Malam tragis, telah merenggut masa depan Zoya. Menyisakan trauma mendalam, yang memisahkannya dari keluarga dan cinta.
Zoya, mengasingkan diri yang kembali dengan dua anak kembarnya, anak rahasia yang belum terungkap siapa ayahnya. Namun, siapa sangka mereka di pertemukan dengan sosok pria yang di yakini ayah mereka?
Siapakah ayah mereka?
Akankah pria itu mengakuinya?
Karya ini diterbitkan atas izin NovelToon Dini ratna, isi konten hanyalah pandangan pribadi pembuatnya, tidak mewakili NovelToon sendiri
Tes DNA
“Mama!”
Zoya, terkejut mendengar suara Zayda dan Zayden yang berlari ke arahnya. Mereka langsung memeluk ketika menemukannya di gudang farmasi. Hampir saja Zoya, mengalami serangan jantung jika sampai orang lain yang melihat keadaannya saat ini. Zoya, langsung menunduk dan memeluk Zayda dan Zayden.
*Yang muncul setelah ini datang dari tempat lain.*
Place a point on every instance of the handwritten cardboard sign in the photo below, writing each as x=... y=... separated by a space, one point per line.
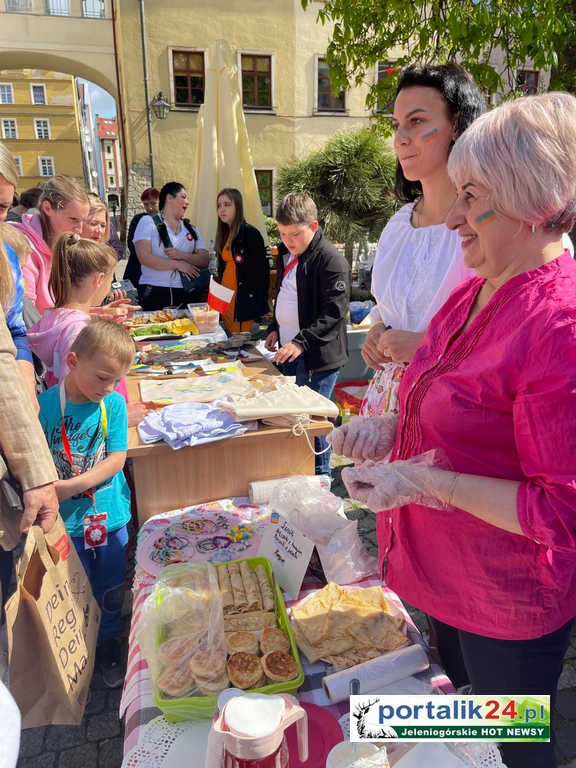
x=289 y=552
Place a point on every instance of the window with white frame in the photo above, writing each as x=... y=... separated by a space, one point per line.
x=6 y=93
x=42 y=128
x=326 y=101
x=265 y=182
x=46 y=166
x=9 y=129
x=256 y=81
x=38 y=93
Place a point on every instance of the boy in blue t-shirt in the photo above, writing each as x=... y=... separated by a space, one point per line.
x=86 y=426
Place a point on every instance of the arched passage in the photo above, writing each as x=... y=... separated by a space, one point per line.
x=59 y=63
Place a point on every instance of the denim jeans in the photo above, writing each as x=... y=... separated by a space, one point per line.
x=106 y=570
x=322 y=382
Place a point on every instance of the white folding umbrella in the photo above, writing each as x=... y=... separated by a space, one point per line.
x=223 y=157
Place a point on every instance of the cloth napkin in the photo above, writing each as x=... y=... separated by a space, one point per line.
x=188 y=424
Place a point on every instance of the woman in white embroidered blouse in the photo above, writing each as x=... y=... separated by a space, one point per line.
x=418 y=261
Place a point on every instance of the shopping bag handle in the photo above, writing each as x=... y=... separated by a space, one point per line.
x=42 y=546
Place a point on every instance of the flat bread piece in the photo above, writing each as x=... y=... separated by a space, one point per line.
x=266 y=593
x=241 y=641
x=213 y=687
x=279 y=666
x=274 y=639
x=176 y=680
x=208 y=665
x=249 y=621
x=225 y=588
x=251 y=588
x=178 y=648
x=244 y=670
x=237 y=585
x=351 y=658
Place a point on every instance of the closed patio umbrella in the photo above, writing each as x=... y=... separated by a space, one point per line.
x=223 y=157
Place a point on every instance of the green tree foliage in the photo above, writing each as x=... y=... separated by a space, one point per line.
x=367 y=32
x=351 y=180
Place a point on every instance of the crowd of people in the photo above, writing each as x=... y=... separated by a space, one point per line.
x=464 y=446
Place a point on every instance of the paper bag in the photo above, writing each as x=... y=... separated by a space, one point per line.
x=52 y=622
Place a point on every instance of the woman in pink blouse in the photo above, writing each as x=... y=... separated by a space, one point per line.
x=488 y=547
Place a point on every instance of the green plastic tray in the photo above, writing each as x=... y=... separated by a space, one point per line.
x=203 y=707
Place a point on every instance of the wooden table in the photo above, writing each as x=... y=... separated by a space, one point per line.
x=165 y=479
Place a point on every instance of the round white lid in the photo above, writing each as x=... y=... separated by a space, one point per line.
x=254 y=714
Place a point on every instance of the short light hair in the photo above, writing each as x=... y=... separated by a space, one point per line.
x=105 y=336
x=97 y=204
x=59 y=191
x=296 y=208
x=524 y=152
x=8 y=167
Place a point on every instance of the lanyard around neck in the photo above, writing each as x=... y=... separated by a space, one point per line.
x=290 y=266
x=64 y=432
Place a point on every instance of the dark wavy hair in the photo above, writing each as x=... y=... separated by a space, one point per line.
x=171 y=188
x=462 y=96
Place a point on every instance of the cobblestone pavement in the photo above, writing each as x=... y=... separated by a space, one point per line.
x=97 y=741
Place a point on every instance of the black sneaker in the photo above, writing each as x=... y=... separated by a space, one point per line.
x=110 y=665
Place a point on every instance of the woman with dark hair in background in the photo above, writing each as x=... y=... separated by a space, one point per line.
x=419 y=261
x=149 y=199
x=172 y=253
x=242 y=263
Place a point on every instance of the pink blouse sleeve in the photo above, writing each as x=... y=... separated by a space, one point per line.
x=545 y=430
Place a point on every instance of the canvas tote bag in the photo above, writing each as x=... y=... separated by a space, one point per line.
x=52 y=622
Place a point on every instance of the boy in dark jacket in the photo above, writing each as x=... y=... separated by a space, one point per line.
x=312 y=296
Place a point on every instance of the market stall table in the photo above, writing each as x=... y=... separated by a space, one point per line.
x=165 y=479
x=137 y=704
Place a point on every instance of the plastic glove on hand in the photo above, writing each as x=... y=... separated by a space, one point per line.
x=382 y=485
x=362 y=438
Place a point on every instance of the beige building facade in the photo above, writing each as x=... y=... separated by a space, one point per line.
x=279 y=48
x=39 y=124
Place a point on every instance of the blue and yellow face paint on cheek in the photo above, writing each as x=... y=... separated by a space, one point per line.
x=430 y=135
x=486 y=218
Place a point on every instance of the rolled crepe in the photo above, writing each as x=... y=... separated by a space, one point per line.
x=377 y=673
x=265 y=588
x=237 y=585
x=225 y=588
x=251 y=622
x=250 y=588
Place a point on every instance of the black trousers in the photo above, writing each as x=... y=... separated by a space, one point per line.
x=5 y=578
x=504 y=667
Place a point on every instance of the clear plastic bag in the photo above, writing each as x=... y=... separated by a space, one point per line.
x=181 y=632
x=319 y=514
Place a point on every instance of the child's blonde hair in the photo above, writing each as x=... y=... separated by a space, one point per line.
x=73 y=259
x=96 y=204
x=17 y=241
x=296 y=208
x=59 y=191
x=108 y=337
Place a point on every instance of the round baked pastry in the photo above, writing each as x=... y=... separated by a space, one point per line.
x=279 y=666
x=176 y=649
x=176 y=680
x=208 y=665
x=241 y=641
x=274 y=639
x=244 y=670
x=213 y=687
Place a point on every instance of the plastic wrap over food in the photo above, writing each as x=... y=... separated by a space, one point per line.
x=181 y=632
x=319 y=514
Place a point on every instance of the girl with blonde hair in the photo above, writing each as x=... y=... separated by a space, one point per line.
x=80 y=278
x=63 y=206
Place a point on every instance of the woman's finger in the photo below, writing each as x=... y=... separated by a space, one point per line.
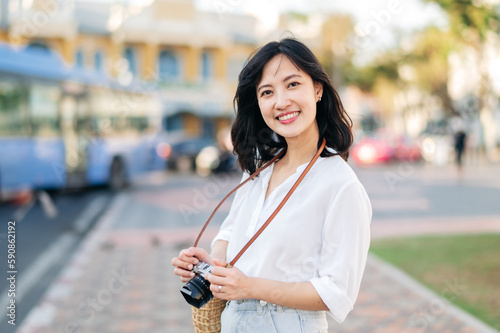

“Zayden, Zayda, dengan siapa kalian kemari? Tahu dari mana jika Mama ada di sini?”
Zayden, dan Zayda hanya diam tapi pertanyaan Zoya, terjawab dengan kedatangan Ardian, juga seorang perawat bernama Arini. Zoya, terpaku yang terkejut dengan kehadiran Ardian, tapi Ardian, menatap datar ke arah Zoya, seolah sedang mengamati tubuhnya.
“Mama, Pak Letnan yang bantu kami,” ujar Zayden. “Mama, kenapa pergi tidak bilang-bilang, Zayden jadi khawatir.”
“Mama … ini.” Zayda, menunjuk kemeja Zoya yang robek, tidak hanya itu jas putihnya terlihat kusut.
Ardian tidak mengatakan apapun, tapi tangannya merogoh sebuah ponsel dalam sakunya. Detik itu juga Ardian menghubungi Candra, meminta Candra untuk memberikan perintah kepada para penjaga Astracare.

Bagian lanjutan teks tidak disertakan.